Bakın üstüne basa basa söylüyorum; orman alanına giren kişilerin TC. nosu ve isimleri listeleniyor.  Hukukçu olmasak, bizleri kandırabileceklerini sanıyorlar.  Bakın ben 40 yıllık avukatım. Eylem ne demek, hak arama özgürlüğü ne demek, önleme araması ne demek, hepsinden iyi bilirim.  Bakın önceki gün beni provoke edip yanlış yönlere çekmeye çalışanlar oldu. Yeri gelmişken o konuya da açıklık getirmek isterim.  O gün ben ağaç katliamının yaşandığı Akbelen Ormanı’nda canla başla sağlıklı çevre için direnen vatandaşlarımıza destek olmak için Sayın Genel Başkanımızla sahaya gittim.  

Düşünün sadece medyaya yansıyan kısma bakınca, ben orman savunucuları ile kavga etmişim gibi görünüyor. Ancak olayın aslı bu değil. Ben neden vatandaşlarımızla, hak savunucularıyla tartışayım? Aklı başında herkesin tahmin edebileceği gibi olayın gidişatı başkaydı.

Orada bir kişi beni jandarmayı savunmakla suçladı. Bakın tekrar ediyorum: Dünden beri sosyal medyaya göre jandarmayı darp etmeye çalıştığım iddiası yüzünden linç edilen ben, önceki gün de jandarmayı desteklediğim için yuhalandım.

“Provokatör ve ‘sizin yüzünüzden seçimleri kaybettik’ dediğim bu iki kişiydi”

Olaya bakar mısınız? Sosyal medyada paylaşılan kesit yüzünden yanlış anlaşıldıysam tüm vatandaşlarımızdan özür dilerim. Benim sözlerim, beni provoke eden iki kişiye yönelikti. Bu kişiler beni anlamadan, dinlemeden, dar bir pencere ile Limak’ı savunmakla suçladıkları için ben onlara bu sözleri söyledim. Belli ki Genel Başkanımızın geleceğini duydukları için olay çıkarmak için gelen provokatörlerdi. Kesinlikle tüm vatandaşlarımızı kastetmedim. Provokatör ve ‘sizin yüzünüzden seçimleri kaybettik’ dediğim, bu iki kişiydi.

Seçimlerin üzerinden çok geçmedi. Unutmadık, bu gibi provokatörler yüzünden biz montaj videolarla seçimi kaybettik. Benim kastım buydu. Olmayanı varmış gibi topluma yansıtan kişilerdi. Bu yüzden ‘provokatör’ dedim. Ben orada ormanı savunmak dışında neden bulunayım? Aynı seçimdeki gibi bizi provoke edip, halk düşmanıymışız gibi yansıtıyorlar.

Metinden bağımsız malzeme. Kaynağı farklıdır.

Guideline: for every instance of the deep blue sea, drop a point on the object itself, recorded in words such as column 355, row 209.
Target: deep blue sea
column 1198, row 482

“Jandarma hukuka aykırı delili yok etmek için kaçar mı?”

Jandarma, aranan kişilere, arama kararının suretini vermedi. Bir de üstüne fişledi. Biz buna karşı çıktık.  Böyle bir yönetmelik yok. Kanunsuz iş yapan jandarma, benden kaçtı. İnanabiliyor musunuz ben kovalamadım, jandarma kaçtı. Jandarmadan Akbelen’e gelen kişilerin isimlerinin ve TC kimliklerinin listesinin tutulamayacağını, yaptıkları işlemin suç olduğunu, tutulan listeye bakmak istediğimi söyledim ve jandarma kaçtı.

Böyle bir şey olabilir mi? İşledikleri suçun delili elimize geçmesin diye jandarma, evrakları sümenaltı etmek için kaçtı. Türk ordusuna yakışıyor mu? Herkes yaptıklarının bedelini hukuk önünde ödeyecektir. Kaçmak ne demek? Jandarma hukuka aykırı delili yok etmek için kaçar mı?

Tabi ki peşinden koşacağız hukuksuzlukların. Ne zaman koşmadık? Sen delili kaçırırsan ben de delilin peşinden koşarım.  İster jandarma personeli ol, ister AKP’li ol, ister şirket sahibi ol, kim olursan ol, delili kaçırırsan delilin peşinden koşarım! İki, iki daha dörttür.  Şimdi bugün ben bu delili ispat edemiyorsam kaçırıldığı içindir.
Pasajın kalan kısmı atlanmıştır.